In this study, we investigated how the skin-associated microbial community on frogs differs along a salinity gradient, examined the extent that the microbes found on frog skin overlap with microbes in the soil and water, and tested how the relative abundances of potential anti-fungal isolates on frog skin differed according to location. We found that the skin-associated frog microbiome was more similar to other frogs compared to the microbial communities found in surface water and soil, but there was overlap between frog skin and the environmental samples. Skin microbial community richness was not different between coastal and inland frogs, but the relative abundances of microbes differed according to population and the salinity of the wetland.

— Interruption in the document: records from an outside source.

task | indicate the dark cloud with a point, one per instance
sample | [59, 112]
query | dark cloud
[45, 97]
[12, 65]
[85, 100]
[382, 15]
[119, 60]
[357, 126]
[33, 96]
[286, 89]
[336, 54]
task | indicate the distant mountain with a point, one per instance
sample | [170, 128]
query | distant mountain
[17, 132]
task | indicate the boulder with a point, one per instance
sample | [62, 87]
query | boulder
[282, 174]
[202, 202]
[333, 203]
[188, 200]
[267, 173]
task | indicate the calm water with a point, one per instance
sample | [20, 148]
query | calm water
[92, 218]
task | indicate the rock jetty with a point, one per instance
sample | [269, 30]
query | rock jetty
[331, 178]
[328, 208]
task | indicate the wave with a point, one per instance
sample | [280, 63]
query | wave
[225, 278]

Finally, we found no differences in the relative abundances of Janthinobacterium lividum, the genus Pseudomonas, and Serratia marcescens between coastal and inland frogs. Collectively, our findings suggest that rising salinities due to anthropogenic salinization of wetlands will affect the skin-associated amphibian microbiome; yet, exposure to saltwater may have a limited influence on some anti-fungal microbial taxa. So, it is uncertain whether an altered microbiome will ultimately affect the survival or fitness of frog hosts.